In this run 2 stools were rejected (fell to the floor as there was no room on the conveyor-belt) at Node 1, at times 1020 and 1184. To get the number of stools rejected, take the length of this list:

>>> len(Q.rejection_dict)
2


Now we’ll run 8 trials, and get the average number of rejections in an hour. We will take a warm-up time of 10 minutes. A cool-down will be unnecessary as we are recording rejections, which happen at the time of arrival:

>>> broken_stools = []
>>> for trial in range(8):
...     ciw.seed(trial)
...     Q = ciw.Simulation(N)
...     Q.simulate_until_max_time(4200)
...     num_broken = len([r for r in Q.rejection_dict if r > 600])
...     broken_stools.append(num_broken)

>>> broken_stools
[9, 10, 6, 9, 4, 7, 10, 3]

>>> sum(broken_stools) / len(broken_stools)
7.25


On average the system gets 7.25 broken stools per hour; costing and average of 72.5p per hour of operation.

A new stool assembly system, costing £2500, can reduce the variance in the leg assembly time, such that it takes between 3.5 and 4.5 seconds to attach a leg. How many hours of operation will the manufacturing plant need to run for so that the new system has saved the plant as much money as it costed?
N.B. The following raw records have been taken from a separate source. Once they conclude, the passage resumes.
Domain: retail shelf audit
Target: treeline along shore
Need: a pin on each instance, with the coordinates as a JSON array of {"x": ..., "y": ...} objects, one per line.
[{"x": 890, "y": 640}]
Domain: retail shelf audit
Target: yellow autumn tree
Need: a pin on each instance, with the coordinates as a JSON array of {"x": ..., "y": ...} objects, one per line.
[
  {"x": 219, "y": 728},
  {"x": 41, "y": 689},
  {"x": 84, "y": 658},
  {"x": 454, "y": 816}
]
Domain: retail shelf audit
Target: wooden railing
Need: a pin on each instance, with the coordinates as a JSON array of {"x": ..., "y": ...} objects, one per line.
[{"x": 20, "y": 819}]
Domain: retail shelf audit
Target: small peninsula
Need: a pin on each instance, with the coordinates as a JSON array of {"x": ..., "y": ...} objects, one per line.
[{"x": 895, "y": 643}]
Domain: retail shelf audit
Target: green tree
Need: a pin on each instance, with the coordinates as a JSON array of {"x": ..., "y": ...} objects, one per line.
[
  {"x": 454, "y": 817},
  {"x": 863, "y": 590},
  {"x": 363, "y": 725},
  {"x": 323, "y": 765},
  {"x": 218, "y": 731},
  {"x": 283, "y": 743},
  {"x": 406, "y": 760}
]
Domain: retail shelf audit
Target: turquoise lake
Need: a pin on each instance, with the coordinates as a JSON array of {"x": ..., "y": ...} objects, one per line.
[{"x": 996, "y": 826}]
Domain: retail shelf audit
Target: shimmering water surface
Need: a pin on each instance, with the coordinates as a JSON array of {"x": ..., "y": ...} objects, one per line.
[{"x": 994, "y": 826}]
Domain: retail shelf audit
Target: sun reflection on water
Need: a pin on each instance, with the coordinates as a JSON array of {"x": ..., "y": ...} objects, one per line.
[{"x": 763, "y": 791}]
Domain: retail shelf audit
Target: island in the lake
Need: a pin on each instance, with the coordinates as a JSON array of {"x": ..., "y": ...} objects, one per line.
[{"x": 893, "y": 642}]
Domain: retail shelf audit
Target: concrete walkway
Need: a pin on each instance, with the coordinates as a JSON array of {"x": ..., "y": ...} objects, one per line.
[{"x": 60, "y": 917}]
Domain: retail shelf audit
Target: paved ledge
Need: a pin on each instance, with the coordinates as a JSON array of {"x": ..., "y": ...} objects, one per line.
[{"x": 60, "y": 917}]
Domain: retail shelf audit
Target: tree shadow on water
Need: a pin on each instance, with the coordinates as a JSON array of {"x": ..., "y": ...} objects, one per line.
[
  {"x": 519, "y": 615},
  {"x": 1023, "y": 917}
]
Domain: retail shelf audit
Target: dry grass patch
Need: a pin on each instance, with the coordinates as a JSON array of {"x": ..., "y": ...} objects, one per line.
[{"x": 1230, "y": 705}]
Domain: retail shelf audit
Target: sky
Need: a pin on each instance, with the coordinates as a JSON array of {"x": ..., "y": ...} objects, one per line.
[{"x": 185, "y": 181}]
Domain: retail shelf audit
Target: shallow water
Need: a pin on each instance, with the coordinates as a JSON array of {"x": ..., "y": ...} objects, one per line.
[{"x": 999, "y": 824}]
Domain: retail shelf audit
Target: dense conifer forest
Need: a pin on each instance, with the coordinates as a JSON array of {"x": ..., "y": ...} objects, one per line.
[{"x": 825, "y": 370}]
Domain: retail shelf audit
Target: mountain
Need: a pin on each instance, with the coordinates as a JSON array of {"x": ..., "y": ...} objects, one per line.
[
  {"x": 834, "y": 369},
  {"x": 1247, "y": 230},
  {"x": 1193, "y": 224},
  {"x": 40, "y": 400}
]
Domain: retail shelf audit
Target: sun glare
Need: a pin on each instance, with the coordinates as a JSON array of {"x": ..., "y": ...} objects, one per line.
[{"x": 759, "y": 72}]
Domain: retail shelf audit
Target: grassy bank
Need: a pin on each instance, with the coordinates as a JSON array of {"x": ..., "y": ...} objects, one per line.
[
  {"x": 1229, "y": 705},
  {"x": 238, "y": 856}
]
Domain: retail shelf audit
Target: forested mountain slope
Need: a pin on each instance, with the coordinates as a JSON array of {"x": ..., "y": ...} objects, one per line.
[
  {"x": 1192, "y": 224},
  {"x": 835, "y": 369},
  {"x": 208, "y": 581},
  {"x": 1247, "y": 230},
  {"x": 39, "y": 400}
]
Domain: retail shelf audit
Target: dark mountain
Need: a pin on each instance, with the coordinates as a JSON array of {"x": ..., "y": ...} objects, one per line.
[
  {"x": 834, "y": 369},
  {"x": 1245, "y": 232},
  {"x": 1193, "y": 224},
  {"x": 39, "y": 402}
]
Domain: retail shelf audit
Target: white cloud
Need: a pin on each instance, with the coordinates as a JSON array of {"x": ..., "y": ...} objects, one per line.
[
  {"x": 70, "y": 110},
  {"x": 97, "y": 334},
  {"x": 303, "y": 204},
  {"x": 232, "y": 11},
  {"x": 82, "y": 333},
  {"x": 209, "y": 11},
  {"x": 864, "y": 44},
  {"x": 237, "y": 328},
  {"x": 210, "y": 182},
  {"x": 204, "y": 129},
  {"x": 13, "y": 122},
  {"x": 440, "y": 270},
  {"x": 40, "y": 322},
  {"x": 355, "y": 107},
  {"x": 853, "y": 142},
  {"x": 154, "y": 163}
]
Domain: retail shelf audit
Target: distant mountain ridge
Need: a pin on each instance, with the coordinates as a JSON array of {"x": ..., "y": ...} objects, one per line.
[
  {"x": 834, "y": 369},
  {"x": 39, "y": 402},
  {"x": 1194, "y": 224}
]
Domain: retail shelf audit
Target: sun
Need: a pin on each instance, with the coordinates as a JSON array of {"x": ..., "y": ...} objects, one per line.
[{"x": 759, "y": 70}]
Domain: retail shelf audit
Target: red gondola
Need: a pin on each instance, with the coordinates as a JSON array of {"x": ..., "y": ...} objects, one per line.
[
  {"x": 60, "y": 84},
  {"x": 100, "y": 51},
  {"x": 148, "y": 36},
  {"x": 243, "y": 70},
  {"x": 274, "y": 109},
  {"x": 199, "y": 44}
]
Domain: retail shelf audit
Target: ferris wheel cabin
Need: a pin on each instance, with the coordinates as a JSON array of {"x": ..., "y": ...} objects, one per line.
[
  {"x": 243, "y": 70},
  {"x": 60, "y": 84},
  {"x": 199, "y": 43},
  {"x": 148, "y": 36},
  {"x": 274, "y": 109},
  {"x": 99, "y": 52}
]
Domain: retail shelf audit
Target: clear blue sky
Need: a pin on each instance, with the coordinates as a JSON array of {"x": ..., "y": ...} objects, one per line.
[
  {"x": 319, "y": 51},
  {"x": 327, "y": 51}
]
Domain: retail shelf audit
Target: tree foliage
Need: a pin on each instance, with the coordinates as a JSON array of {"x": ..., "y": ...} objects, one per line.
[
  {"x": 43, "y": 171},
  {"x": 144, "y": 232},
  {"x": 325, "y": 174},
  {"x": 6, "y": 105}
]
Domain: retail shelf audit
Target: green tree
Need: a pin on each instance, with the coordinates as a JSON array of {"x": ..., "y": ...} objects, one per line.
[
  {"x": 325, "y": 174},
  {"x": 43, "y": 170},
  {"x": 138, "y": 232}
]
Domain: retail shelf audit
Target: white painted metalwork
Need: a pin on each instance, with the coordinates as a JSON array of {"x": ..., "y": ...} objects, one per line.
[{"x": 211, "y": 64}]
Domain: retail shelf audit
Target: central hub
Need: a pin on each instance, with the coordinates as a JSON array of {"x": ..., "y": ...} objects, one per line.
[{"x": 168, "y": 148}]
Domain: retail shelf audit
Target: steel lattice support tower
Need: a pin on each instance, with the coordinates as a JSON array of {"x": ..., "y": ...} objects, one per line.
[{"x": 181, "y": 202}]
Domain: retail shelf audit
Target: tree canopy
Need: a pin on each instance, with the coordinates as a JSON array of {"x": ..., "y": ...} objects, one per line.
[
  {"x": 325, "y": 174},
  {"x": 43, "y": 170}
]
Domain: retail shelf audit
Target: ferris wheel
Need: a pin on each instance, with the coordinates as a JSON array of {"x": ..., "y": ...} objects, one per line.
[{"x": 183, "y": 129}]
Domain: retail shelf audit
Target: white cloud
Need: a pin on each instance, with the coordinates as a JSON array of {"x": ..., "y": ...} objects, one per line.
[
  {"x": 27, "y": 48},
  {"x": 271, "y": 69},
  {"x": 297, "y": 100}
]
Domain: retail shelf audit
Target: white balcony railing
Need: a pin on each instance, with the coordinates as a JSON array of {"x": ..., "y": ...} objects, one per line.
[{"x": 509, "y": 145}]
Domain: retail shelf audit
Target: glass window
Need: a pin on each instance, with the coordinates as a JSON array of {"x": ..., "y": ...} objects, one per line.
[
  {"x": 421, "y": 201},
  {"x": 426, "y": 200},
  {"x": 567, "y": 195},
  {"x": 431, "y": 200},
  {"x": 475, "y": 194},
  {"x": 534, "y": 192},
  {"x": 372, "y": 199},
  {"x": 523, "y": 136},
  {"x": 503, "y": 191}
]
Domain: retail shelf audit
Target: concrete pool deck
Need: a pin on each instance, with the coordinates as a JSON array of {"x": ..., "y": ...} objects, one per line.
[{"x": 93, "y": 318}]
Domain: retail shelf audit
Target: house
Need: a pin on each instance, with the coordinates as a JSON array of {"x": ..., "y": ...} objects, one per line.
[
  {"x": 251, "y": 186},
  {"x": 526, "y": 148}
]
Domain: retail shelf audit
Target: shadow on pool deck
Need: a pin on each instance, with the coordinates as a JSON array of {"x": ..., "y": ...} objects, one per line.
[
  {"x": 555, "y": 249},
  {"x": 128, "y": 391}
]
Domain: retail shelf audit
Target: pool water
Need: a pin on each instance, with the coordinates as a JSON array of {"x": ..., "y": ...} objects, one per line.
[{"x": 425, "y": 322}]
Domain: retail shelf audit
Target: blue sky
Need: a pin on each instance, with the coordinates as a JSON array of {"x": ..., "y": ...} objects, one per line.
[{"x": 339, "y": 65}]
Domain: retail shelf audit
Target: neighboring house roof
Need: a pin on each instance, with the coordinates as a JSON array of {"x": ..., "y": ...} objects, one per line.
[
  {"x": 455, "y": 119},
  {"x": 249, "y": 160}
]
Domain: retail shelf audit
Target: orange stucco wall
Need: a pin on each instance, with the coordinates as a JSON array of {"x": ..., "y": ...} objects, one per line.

First, under the new system how many broken stools per hour do we expect?:

>>> N = ciw.create_network(
...     arrival_distributions=[ciw.dists.Deterministic(value=4.0),
...                            ciw.dists.NoArrivals(),
...                            ciw.dists.NoArrivals()],
...     service_distributions=[ciw.dists.Uniform(lower=3.5, upper=4.5),
...                            ciw.dists.Uniform(lower=3.5, upper=4.5),
...                            ciw.dists.Uniform(lower=3.5, upper=4.5)],
...     routing=[[0.0, 1.0, 0.0],
...              [0.0, 0.0, 1.0],
...              [0.0, 0.0, 0.0]],
...     number_of_servers=[1, 1, 1],
...     queue_capacities=[3, 3, 3]
... )

>>> broken_stools = []
>>> for trial in range(8):
...     ciw.seed(trial)
...     Q = ciw.Simulation(N)
...     Q.simulate_until_max_time(4200)
...     num_broken = len([r for r in Q.rejection_dict if r > 600])
...     broken_stools.append(num_broken)

>>> sum(broken_stools) / len(broken_stools)
0.875


Thus the new system saves an average of 6.375 stools per hour, around 63.75p per hour. Therefore it would take $$2500/0.6375 \approx 3921.57$$ hours of operation for the system to begin paying off.